3.3 PROPOSTAS REFERENTES AO VERBO CHEGAR

3.3.5 NUANÇAS SEMÂNTICO-PRAGMÁTICAS DO ASPECTO GLOBAL

Tavares (2005, 2008) apresenta uma proposta para a categorização funcional de verbos como PEGAR, CHEGAR, IR e VIRAR na perífrase [V1 (E) V2] que combina algumas das classificações correntes na literatura. A autora descarta, porém, a possibilidade de considerar tais verbos, nessa perífrase, como marcadores de aspecto inceptivo. O aspecto inceptivo traz indicações acerca do início de algum evento (ação, processo, estado) e, especificamente no caso do verbo PEGAR, segundo Merlan (1999), teríamos um aspectual que exprime o início imediato da ação concretizada pelo segundo verbo, isto é, um verbo que codifica não apenas a fase inicial de uma ação, mas também o fato de esse início ter-se dado de modo instantâneo. Ou seja, em contraste com alguns verbos marcadores de aspecto inceptivo que se referem ao momento inicial de uma ação de um modo mais neutro, como em João começou a falar e João passou a falar, PEGAR seria empregado para referir o início repentino de uma ação.
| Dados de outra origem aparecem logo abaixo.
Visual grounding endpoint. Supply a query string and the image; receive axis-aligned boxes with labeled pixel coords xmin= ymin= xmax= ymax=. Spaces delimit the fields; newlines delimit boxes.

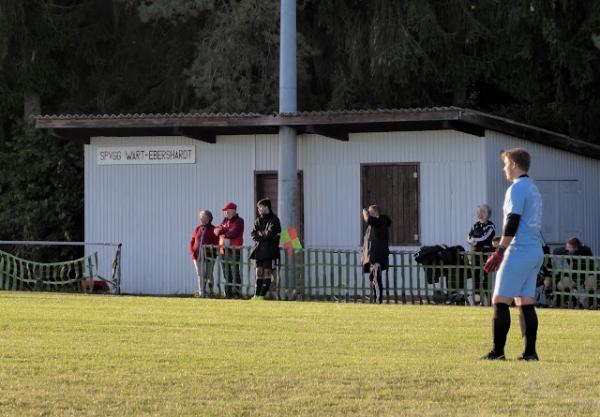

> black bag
xmin=415 ymin=245 xmax=445 ymax=265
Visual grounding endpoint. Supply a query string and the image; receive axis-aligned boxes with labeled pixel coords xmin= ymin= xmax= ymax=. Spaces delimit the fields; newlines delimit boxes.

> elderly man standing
xmin=362 ymin=205 xmax=392 ymax=304
xmin=215 ymin=203 xmax=244 ymax=298
xmin=190 ymin=210 xmax=219 ymax=298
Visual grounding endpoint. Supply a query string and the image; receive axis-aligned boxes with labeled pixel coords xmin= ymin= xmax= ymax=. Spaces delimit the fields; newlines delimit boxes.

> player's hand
xmin=483 ymin=252 xmax=504 ymax=274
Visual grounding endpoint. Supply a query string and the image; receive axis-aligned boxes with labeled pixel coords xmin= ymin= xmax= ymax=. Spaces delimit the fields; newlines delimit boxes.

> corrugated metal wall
xmin=485 ymin=130 xmax=600 ymax=254
xmin=85 ymin=131 xmax=486 ymax=294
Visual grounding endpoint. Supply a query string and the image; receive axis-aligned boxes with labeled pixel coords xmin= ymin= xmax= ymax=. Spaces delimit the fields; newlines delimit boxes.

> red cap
xmin=221 ymin=203 xmax=237 ymax=211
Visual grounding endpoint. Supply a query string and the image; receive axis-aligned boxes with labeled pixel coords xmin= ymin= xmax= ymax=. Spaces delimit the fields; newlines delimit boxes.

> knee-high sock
xmin=254 ymin=277 xmax=264 ymax=295
xmin=519 ymin=305 xmax=538 ymax=355
xmin=492 ymin=303 xmax=510 ymax=355
xmin=260 ymin=275 xmax=272 ymax=297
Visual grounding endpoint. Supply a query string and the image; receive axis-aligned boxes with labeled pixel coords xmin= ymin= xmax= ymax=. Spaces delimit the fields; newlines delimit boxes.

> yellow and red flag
xmin=279 ymin=227 xmax=302 ymax=255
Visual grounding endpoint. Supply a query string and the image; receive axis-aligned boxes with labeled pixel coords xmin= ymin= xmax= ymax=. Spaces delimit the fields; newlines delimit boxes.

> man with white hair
xmin=190 ymin=210 xmax=219 ymax=297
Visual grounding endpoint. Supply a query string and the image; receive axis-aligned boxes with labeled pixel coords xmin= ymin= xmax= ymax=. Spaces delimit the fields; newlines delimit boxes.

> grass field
xmin=0 ymin=293 xmax=600 ymax=417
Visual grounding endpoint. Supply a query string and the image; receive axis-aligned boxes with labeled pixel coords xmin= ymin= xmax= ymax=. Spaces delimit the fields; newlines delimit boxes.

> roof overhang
xmin=35 ymin=107 xmax=600 ymax=159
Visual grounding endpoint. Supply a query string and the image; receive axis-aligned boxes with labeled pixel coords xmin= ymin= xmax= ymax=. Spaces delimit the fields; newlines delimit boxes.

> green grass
xmin=0 ymin=293 xmax=600 ymax=417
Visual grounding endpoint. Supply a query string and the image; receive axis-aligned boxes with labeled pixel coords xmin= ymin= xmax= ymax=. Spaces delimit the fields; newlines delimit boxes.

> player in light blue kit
xmin=481 ymin=148 xmax=544 ymax=361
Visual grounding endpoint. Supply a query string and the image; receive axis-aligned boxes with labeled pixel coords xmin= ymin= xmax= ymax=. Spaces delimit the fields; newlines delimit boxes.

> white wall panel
xmin=85 ymin=131 xmax=486 ymax=294
xmin=485 ymin=131 xmax=600 ymax=254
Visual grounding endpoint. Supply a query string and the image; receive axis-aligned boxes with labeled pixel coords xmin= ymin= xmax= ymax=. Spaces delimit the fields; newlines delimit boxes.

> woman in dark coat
xmin=362 ymin=205 xmax=392 ymax=304
xmin=250 ymin=198 xmax=281 ymax=300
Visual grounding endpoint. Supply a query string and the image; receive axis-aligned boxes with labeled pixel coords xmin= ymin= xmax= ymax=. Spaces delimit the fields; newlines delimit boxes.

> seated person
xmin=544 ymin=237 xmax=599 ymax=306
xmin=467 ymin=204 xmax=496 ymax=252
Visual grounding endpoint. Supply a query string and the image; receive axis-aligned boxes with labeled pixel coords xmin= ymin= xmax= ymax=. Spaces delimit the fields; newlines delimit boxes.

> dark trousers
xmin=369 ymin=268 xmax=383 ymax=304
xmin=223 ymin=250 xmax=242 ymax=298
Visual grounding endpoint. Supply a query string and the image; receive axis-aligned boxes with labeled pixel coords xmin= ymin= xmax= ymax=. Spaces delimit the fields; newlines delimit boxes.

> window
xmin=361 ymin=164 xmax=420 ymax=246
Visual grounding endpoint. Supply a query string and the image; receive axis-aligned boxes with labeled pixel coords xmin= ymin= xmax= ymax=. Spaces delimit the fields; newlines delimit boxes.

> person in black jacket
xmin=362 ymin=205 xmax=392 ymax=304
xmin=467 ymin=204 xmax=496 ymax=305
xmin=250 ymin=198 xmax=281 ymax=300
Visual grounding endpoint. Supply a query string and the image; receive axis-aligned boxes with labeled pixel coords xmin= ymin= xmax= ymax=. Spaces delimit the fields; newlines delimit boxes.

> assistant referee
xmin=481 ymin=148 xmax=544 ymax=361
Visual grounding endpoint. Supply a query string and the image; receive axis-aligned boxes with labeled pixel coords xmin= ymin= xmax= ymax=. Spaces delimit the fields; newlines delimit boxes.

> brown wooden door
xmin=361 ymin=164 xmax=420 ymax=246
xmin=254 ymin=171 xmax=304 ymax=240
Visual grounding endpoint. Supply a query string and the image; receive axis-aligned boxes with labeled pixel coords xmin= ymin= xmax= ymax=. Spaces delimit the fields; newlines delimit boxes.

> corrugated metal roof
xmin=32 ymin=113 xmax=264 ymax=120
xmin=32 ymin=106 xmax=466 ymax=120
xmin=34 ymin=106 xmax=600 ymax=159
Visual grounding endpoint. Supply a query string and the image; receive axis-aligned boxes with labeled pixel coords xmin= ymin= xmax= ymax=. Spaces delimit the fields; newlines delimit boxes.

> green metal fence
xmin=206 ymin=247 xmax=600 ymax=308
xmin=0 ymin=242 xmax=121 ymax=294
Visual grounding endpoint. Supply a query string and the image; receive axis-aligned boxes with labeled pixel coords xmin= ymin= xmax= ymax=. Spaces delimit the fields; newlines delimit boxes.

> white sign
xmin=96 ymin=145 xmax=196 ymax=165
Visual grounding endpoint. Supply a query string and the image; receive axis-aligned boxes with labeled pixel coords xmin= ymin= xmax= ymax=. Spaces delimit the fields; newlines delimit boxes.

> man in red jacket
xmin=190 ymin=210 xmax=219 ymax=297
xmin=215 ymin=203 xmax=244 ymax=298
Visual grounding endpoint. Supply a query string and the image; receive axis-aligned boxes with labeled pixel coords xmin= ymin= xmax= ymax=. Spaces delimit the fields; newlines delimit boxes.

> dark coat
xmin=250 ymin=213 xmax=281 ymax=260
xmin=362 ymin=214 xmax=392 ymax=272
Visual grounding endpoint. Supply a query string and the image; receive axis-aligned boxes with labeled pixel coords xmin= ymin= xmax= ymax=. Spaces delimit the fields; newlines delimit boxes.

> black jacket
xmin=469 ymin=220 xmax=496 ymax=252
xmin=250 ymin=213 xmax=281 ymax=260
xmin=362 ymin=214 xmax=392 ymax=272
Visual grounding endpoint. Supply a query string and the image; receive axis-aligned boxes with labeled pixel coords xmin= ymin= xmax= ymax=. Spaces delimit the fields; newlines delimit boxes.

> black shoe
xmin=480 ymin=351 xmax=506 ymax=361
xmin=517 ymin=353 xmax=540 ymax=361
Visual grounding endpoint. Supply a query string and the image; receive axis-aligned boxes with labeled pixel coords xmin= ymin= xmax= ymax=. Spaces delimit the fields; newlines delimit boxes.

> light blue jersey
xmin=494 ymin=177 xmax=544 ymax=298
xmin=504 ymin=177 xmax=542 ymax=247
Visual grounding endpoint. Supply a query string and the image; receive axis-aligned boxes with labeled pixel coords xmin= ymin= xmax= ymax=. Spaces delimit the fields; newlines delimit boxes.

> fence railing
xmin=0 ymin=241 xmax=121 ymax=294
xmin=199 ymin=247 xmax=600 ymax=308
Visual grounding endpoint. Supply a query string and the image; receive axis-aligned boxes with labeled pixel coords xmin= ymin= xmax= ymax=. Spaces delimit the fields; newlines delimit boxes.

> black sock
xmin=260 ymin=277 xmax=271 ymax=297
xmin=492 ymin=303 xmax=510 ymax=355
xmin=254 ymin=278 xmax=264 ymax=295
xmin=519 ymin=305 xmax=538 ymax=356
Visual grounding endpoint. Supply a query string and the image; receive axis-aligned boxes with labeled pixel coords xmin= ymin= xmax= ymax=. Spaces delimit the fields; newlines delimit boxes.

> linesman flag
xmin=279 ymin=227 xmax=302 ymax=255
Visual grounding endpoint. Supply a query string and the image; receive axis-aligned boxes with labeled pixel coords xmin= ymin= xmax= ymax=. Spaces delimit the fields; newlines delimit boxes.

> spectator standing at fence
xmin=250 ymin=198 xmax=281 ymax=300
xmin=362 ymin=205 xmax=392 ymax=304
xmin=190 ymin=210 xmax=219 ymax=297
xmin=482 ymin=148 xmax=544 ymax=360
xmin=467 ymin=204 xmax=496 ymax=305
xmin=215 ymin=203 xmax=244 ymax=298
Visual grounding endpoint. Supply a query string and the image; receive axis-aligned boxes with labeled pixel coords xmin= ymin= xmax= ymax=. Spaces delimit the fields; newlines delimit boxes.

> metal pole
xmin=277 ymin=0 xmax=300 ymax=228
xmin=277 ymin=0 xmax=300 ymax=296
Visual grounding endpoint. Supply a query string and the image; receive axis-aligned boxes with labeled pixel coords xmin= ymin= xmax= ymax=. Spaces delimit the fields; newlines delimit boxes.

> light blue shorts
xmin=494 ymin=245 xmax=544 ymax=298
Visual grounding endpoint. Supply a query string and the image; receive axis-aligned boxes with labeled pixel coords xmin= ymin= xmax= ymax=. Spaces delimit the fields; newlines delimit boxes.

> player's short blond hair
xmin=500 ymin=148 xmax=531 ymax=172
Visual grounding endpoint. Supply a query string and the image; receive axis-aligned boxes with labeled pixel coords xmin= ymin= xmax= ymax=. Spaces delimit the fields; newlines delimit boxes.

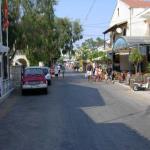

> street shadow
xmin=58 ymin=84 xmax=150 ymax=150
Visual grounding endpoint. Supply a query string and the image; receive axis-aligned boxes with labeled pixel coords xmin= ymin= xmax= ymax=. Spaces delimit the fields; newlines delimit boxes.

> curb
xmin=0 ymin=88 xmax=15 ymax=104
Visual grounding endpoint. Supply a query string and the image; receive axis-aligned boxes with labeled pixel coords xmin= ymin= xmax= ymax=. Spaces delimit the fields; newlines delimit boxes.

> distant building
xmin=103 ymin=0 xmax=150 ymax=71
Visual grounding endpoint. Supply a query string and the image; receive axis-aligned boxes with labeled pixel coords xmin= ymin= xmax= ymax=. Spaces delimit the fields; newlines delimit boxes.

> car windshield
xmin=42 ymin=68 xmax=48 ymax=75
xmin=24 ymin=68 xmax=43 ymax=75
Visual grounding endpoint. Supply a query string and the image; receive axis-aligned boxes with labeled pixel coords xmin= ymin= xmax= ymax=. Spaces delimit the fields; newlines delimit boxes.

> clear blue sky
xmin=55 ymin=0 xmax=116 ymax=42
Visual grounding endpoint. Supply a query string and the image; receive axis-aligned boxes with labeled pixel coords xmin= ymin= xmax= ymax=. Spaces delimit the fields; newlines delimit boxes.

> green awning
xmin=113 ymin=36 xmax=150 ymax=51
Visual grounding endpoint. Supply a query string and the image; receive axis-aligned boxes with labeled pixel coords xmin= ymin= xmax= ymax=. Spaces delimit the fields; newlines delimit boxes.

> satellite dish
xmin=116 ymin=28 xmax=122 ymax=34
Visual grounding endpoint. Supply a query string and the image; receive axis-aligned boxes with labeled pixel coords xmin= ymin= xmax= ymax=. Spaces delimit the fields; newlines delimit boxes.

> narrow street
xmin=0 ymin=72 xmax=150 ymax=150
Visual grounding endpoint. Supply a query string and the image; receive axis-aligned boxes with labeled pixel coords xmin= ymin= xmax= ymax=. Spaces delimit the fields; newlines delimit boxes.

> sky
xmin=55 ymin=0 xmax=117 ymax=41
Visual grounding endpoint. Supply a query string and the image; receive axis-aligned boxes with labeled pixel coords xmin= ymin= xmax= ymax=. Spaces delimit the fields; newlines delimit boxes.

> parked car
xmin=21 ymin=67 xmax=48 ymax=94
xmin=41 ymin=67 xmax=51 ymax=85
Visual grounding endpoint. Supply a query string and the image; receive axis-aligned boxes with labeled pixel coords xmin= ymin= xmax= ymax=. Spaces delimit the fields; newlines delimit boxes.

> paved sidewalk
xmin=115 ymin=81 xmax=150 ymax=97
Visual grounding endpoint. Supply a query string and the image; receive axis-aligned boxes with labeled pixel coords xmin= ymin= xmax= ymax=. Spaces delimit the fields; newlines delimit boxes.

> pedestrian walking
xmin=61 ymin=65 xmax=66 ymax=78
xmin=86 ymin=63 xmax=93 ymax=81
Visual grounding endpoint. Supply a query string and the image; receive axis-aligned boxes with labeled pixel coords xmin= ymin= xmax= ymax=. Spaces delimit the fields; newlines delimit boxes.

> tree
xmin=82 ymin=38 xmax=104 ymax=51
xmin=129 ymin=48 xmax=143 ymax=73
xmin=9 ymin=0 xmax=82 ymax=64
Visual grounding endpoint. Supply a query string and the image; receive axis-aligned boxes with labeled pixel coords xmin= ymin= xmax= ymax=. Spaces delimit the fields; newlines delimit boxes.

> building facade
xmin=103 ymin=0 xmax=150 ymax=71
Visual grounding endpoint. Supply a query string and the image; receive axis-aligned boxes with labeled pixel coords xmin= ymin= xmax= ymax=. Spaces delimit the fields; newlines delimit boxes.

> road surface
xmin=0 ymin=72 xmax=150 ymax=150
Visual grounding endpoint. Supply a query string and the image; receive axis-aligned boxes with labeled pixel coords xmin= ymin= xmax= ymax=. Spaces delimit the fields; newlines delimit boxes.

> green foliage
xmin=9 ymin=0 xmax=82 ymax=64
xmin=129 ymin=48 xmax=143 ymax=73
xmin=82 ymin=38 xmax=104 ymax=51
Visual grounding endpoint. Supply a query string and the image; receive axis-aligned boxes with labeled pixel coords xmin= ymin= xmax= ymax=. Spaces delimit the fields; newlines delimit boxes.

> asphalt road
xmin=0 ymin=73 xmax=150 ymax=150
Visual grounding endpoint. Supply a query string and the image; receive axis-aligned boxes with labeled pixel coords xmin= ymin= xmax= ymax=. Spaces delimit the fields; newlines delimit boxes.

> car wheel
xmin=133 ymin=85 xmax=139 ymax=91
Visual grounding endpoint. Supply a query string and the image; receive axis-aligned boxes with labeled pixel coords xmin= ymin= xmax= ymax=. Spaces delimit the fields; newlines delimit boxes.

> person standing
xmin=61 ymin=65 xmax=66 ymax=78
xmin=86 ymin=63 xmax=93 ymax=81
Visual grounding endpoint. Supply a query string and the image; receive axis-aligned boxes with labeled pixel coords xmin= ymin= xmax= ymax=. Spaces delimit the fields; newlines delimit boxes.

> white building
xmin=103 ymin=0 xmax=150 ymax=71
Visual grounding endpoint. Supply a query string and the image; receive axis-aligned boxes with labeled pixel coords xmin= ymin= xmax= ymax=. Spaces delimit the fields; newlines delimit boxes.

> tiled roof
xmin=122 ymin=0 xmax=150 ymax=8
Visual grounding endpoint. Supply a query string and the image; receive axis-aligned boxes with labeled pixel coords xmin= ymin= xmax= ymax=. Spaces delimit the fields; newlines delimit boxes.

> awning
xmin=103 ymin=21 xmax=127 ymax=34
xmin=0 ymin=44 xmax=9 ymax=53
xmin=113 ymin=36 xmax=150 ymax=51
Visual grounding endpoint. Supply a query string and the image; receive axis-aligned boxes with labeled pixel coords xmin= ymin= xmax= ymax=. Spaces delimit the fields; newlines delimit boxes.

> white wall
xmin=120 ymin=54 xmax=129 ymax=71
xmin=110 ymin=0 xmax=150 ymax=36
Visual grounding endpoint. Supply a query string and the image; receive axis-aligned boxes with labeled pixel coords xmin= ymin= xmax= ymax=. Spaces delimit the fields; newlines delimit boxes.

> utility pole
xmin=0 ymin=0 xmax=3 ymax=44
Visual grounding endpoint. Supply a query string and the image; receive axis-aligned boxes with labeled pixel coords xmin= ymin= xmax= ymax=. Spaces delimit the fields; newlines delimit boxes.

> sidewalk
xmin=115 ymin=81 xmax=150 ymax=98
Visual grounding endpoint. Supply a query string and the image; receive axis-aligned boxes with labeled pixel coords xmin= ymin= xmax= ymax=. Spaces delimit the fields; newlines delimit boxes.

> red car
xmin=21 ymin=67 xmax=48 ymax=94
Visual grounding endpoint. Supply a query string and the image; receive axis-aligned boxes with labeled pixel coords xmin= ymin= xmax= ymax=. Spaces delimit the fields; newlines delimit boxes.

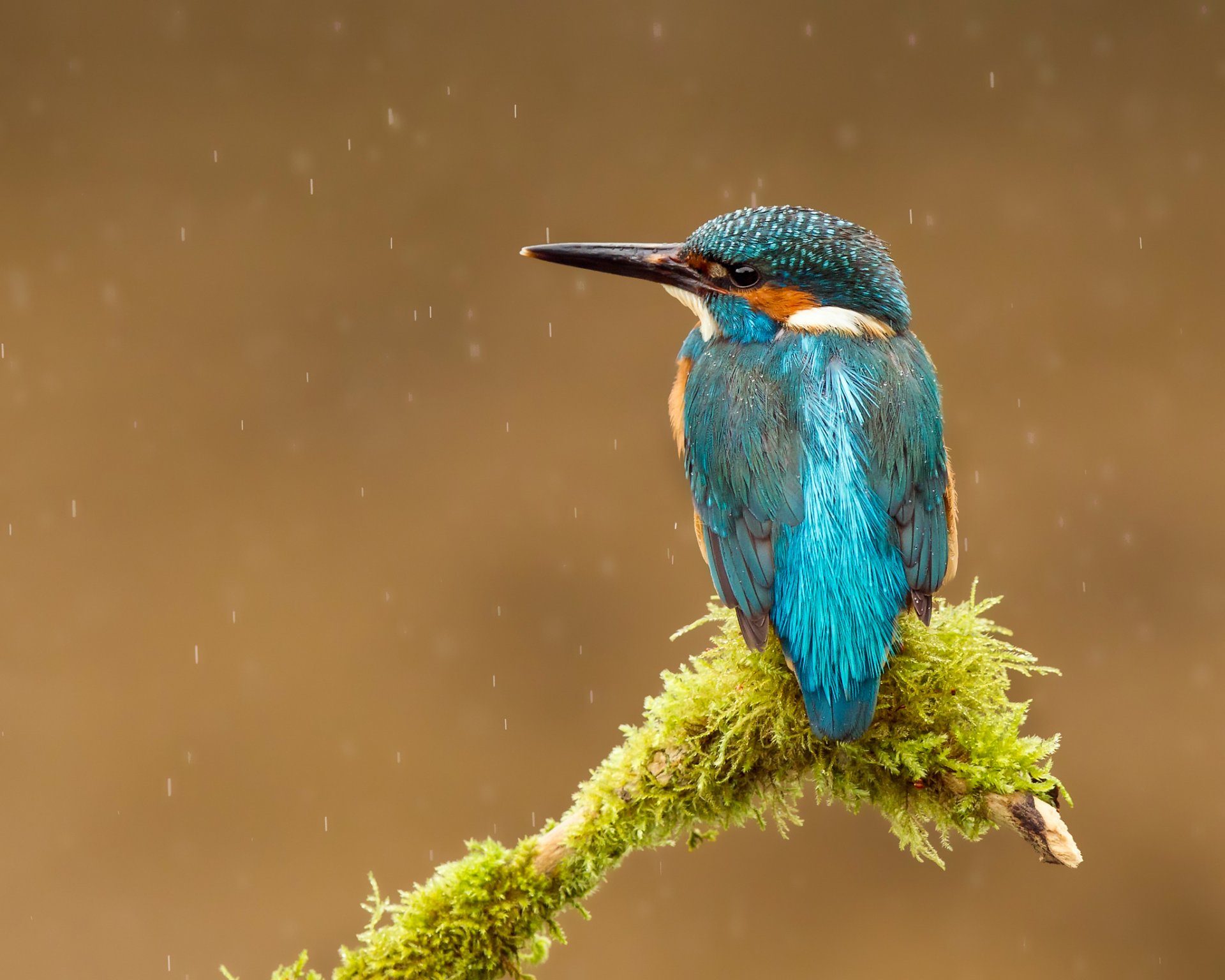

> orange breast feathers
xmin=667 ymin=358 xmax=694 ymax=456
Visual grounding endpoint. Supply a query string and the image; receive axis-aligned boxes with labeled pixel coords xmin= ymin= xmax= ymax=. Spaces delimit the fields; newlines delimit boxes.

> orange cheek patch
xmin=740 ymin=285 xmax=820 ymax=323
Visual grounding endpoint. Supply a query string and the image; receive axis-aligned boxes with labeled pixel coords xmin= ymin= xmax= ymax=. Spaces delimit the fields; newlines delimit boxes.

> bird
xmin=521 ymin=206 xmax=958 ymax=741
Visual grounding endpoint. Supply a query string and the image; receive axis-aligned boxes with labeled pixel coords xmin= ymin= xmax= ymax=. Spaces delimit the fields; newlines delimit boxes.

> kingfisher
xmin=521 ymin=207 xmax=957 ymax=741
Outros aspectuais, dependendo do contexto de uso, podem fazer semelhante referência, como em João principiou a falar e João desandou a falar.

O aspecto inceptivo está relacionado ao aspecto imperfectivo, como um de seus subtipos (cf. CASTILHO, 2002). O imperfectivo codifica o evento não como um todo único, e sim como não delimitado temporalmente, fazendo referência à sua estrutura interna, o que envolve a referência a uma fase específica desse evento – início, duração, conclusão. O inceptivo, por exemplo, dá destaque à fase inicial do evento (João começou/passou/principiou/desandou a falar), em oposição à fase de duração do evento (aspecto cursivo, como em João continuou/ficou/veio/esteve falando) e à fase de conclusão do evento (aspecto terminativo ou cessativo, como em João parou/acabou/deixou/terminou de falar).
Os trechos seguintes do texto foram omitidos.